EU population changes
The EU population was estimated at 511.8m in January 2017, compared with 510.3m a year before. During the year 2016, as many births as deaths were recorded in the EU (5.1m), meaning that the natural change of the EU population was neutral. The population change (positive, with 1.5m more inhabitants) was therefore due to net migration.
With 82.8m residents (or 16.2% of the total EU population), Germany is the most populated EU country, ahead of France (67.0m, or 13.1%), the United Kingdom (65.8m, or 12.9%), Italy (60.6m, or 11.8%), Spain (46.5m, or 9.1%) and Poland (38.0m, or 7.4%). For the remaining member states, 9 have a share of between 4% and 1.5% of the EU population, and 13 a share below 1.5%.
During 2016, the population rose in 18 countries. The largest relative rise was in Luxembourg (+19.8 per 1 000 residents), ahead of Sweden (+14.5%), Malta (+13.8%), Ireland (+10.6%), Austria (+9.5%), Germany and Cyprus (both +7.6%), Denmark (+7.2%), the United Kingdom (+6.5%) and the Netherlands (+6.0%), In contrast, the largest fall was in Lithuania (-14.2%), followed by Latvia (-9.6%), Croatia (-8.7%), Bulgaria (-7.3%) and Romania (-6.2%).

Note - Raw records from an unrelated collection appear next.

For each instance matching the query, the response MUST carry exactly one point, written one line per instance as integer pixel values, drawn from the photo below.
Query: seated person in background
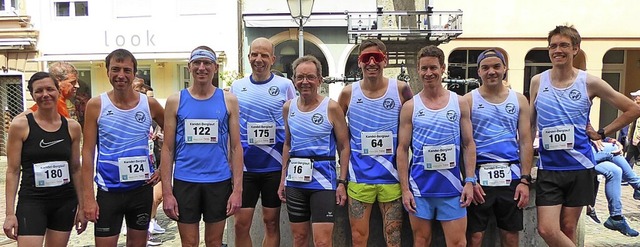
(615, 168)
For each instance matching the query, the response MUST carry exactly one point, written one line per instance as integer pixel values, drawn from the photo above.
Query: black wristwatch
(601, 133)
(343, 181)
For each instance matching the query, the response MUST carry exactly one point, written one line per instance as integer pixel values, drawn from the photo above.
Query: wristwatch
(471, 180)
(343, 181)
(601, 133)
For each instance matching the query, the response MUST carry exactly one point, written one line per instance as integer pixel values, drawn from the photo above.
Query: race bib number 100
(50, 174)
(439, 157)
(558, 137)
(201, 131)
(377, 143)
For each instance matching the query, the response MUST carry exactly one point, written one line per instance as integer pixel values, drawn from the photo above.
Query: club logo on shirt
(140, 117)
(452, 115)
(274, 91)
(388, 103)
(44, 144)
(510, 108)
(575, 94)
(317, 119)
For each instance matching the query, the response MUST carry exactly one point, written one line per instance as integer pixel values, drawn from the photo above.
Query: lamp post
(300, 11)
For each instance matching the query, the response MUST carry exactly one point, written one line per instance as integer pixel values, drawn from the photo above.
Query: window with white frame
(71, 8)
(8, 5)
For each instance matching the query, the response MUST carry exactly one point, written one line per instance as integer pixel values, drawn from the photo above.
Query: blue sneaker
(621, 226)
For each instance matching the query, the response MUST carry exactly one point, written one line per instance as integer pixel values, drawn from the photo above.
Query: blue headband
(201, 53)
(491, 53)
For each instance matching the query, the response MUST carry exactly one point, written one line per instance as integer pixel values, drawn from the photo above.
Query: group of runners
(459, 160)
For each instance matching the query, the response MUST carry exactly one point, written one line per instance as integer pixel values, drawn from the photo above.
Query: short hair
(431, 51)
(568, 31)
(39, 76)
(120, 55)
(305, 59)
(61, 70)
(372, 42)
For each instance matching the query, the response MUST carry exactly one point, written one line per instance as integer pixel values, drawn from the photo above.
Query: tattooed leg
(392, 220)
(359, 213)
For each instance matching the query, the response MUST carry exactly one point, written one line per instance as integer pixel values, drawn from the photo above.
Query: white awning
(285, 20)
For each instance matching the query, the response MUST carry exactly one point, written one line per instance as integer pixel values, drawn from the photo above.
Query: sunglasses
(378, 57)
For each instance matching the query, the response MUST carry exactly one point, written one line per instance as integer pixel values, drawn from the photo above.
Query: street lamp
(300, 11)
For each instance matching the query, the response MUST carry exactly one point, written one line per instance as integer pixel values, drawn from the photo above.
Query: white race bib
(300, 170)
(439, 157)
(134, 168)
(377, 143)
(201, 130)
(261, 133)
(495, 174)
(558, 137)
(51, 174)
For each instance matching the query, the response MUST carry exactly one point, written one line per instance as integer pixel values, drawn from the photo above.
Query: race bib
(439, 157)
(495, 174)
(201, 131)
(51, 174)
(261, 133)
(558, 137)
(134, 168)
(377, 143)
(300, 170)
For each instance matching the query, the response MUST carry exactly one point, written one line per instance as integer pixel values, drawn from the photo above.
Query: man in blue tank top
(206, 182)
(502, 133)
(118, 123)
(560, 105)
(372, 107)
(437, 127)
(261, 97)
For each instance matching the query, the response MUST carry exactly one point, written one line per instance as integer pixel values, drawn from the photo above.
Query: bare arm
(236, 153)
(533, 93)
(336, 116)
(169, 205)
(402, 155)
(630, 110)
(286, 147)
(18, 131)
(405, 91)
(345, 98)
(468, 150)
(88, 154)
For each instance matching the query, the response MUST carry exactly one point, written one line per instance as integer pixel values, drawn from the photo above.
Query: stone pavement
(596, 235)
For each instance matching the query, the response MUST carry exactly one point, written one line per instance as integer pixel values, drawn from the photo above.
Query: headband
(201, 53)
(491, 53)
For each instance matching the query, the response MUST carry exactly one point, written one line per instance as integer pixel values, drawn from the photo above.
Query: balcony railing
(437, 26)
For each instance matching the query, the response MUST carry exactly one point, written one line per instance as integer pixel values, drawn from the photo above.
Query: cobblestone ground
(596, 235)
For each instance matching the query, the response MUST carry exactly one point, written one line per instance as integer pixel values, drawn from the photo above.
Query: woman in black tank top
(45, 147)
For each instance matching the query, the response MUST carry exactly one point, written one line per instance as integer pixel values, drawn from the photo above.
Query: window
(77, 8)
(7, 5)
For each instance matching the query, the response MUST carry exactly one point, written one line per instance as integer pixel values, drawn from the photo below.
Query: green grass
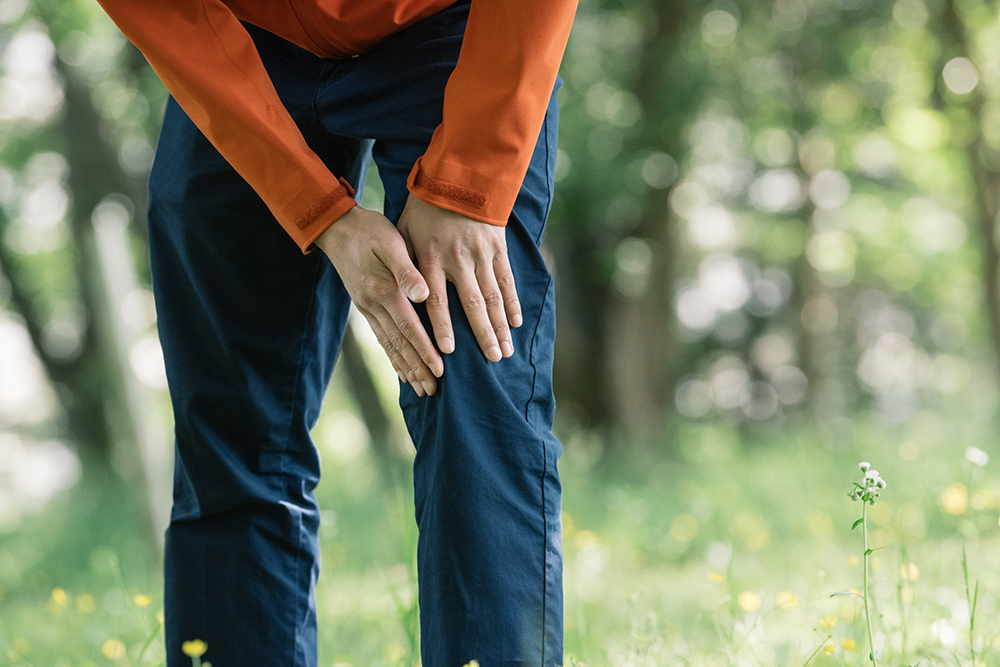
(721, 548)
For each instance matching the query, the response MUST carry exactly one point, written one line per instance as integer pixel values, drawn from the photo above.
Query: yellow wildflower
(748, 601)
(59, 597)
(194, 648)
(113, 649)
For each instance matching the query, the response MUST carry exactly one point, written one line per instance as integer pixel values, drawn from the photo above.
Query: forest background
(775, 248)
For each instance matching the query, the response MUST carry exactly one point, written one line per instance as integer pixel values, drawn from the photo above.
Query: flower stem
(868, 614)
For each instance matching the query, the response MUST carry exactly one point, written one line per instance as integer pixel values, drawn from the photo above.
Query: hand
(372, 260)
(473, 256)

In total, the population of the EU increased by 1.5m people (+3.0%) during the year 2016.
Eurostat said that the EU-28 grew from 406.7m in 1960 to 511.8m in 2017, an increase of 105.1m people (see chart).

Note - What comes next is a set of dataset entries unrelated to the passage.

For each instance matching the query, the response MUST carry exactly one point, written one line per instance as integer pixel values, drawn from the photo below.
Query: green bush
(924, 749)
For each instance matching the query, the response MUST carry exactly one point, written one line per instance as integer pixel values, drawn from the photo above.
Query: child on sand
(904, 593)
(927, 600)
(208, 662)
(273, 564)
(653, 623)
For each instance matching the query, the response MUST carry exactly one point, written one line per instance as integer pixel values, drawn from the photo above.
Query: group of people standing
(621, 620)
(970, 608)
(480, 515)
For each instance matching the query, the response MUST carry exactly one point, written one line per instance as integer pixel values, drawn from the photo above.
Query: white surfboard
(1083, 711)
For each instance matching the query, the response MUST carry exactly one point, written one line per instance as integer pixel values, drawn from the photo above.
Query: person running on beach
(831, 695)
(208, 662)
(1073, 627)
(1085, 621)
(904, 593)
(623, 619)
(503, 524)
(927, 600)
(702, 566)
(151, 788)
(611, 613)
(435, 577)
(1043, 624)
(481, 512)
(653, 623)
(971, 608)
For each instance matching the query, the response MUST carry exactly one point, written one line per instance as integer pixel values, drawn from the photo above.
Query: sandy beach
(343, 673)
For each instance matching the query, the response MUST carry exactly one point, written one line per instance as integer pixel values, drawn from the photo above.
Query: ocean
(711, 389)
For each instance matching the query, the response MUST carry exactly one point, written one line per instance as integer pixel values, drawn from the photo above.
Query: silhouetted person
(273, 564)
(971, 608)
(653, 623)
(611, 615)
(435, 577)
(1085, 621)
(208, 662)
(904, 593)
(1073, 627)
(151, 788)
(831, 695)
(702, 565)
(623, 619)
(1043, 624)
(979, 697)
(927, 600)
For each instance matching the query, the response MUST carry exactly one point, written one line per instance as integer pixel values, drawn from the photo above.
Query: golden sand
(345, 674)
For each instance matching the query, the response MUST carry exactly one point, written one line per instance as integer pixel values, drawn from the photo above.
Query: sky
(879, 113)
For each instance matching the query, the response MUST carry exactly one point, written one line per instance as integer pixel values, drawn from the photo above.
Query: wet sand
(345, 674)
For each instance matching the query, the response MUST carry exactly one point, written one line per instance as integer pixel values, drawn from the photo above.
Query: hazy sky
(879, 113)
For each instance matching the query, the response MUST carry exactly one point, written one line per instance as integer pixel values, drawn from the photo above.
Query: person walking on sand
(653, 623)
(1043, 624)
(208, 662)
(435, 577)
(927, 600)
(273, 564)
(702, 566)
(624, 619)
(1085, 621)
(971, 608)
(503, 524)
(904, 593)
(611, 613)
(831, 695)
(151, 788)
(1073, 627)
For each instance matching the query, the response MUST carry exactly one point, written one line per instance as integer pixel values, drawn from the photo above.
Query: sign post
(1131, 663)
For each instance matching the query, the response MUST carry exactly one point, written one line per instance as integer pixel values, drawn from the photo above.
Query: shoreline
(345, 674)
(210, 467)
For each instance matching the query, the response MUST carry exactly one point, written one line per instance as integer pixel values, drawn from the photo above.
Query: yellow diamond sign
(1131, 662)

The rate of population growth has slowed gradually in recent decades: for example, the EU-28’s population increased, on average, by about 1.5m persons per year during the period 2005–17, compared with an average increase of around 3.3m persons per year during the 1960s.
The Economist reports that in “1950, four of the world’s ten most populous states were in western Europe alone. But decades of falling birth rates have resulted in slower population growth in Europe than in other regions. By 2017, Europe’s most populous country, Germany, ranked just 16th globally. The continent’s birth rate is now so low that the total population in many European countries has begun to decline.”
According to Eurostat by 2050, only Ireland, France, Norway and Britain would see their populations rise without migration. In contrast, Germany and Italy without migration would have declines of 18% and 16%. And even if migration does continue, Eurostat’s central forecast is that Germany will still only just about maintain its current population of 82.8m.
In EUROPOP2015 the EU-28’s population is projected to increase to a peak of 528.6m around 2050 and thereafter gradually decline to 518.8m by 2080.
By 2080 there will only be two persons of working-age for each elderly person.
Eastern European migration may have peaked
The Economist also comments that before the UK opened its borders and job market to the citizens of 8 eastern European countries in 2004, its Office for National Statistics forecast that 5,000-13,000 migrants would come each year. “In the end, in the first decade, 1.5m arrived, in what by some measures was the single biggest inflow of people in Britain’s history. Poles are now the country’s largest foreign-born community. And a new generation is blooming: last year Polish-born mothers gave birth to 22,382 babies in England and Wales, more than any other foreign group.”
However, net migration from the EU8 countries has fallen close to zero. “In the year to March 2017, some 52,000 EU8 citizens arrived in Britain, 25% fewer than in the previous 12 months. At the same time 46,000 left, 59% more than before. Migrants continue to come from Romania and Bulgaria (known as the EU2), but the pace is slowing. Over the same period, 59,000 arrived in Britain, a drop of 14%, while 16,000 left, an increase of 100%."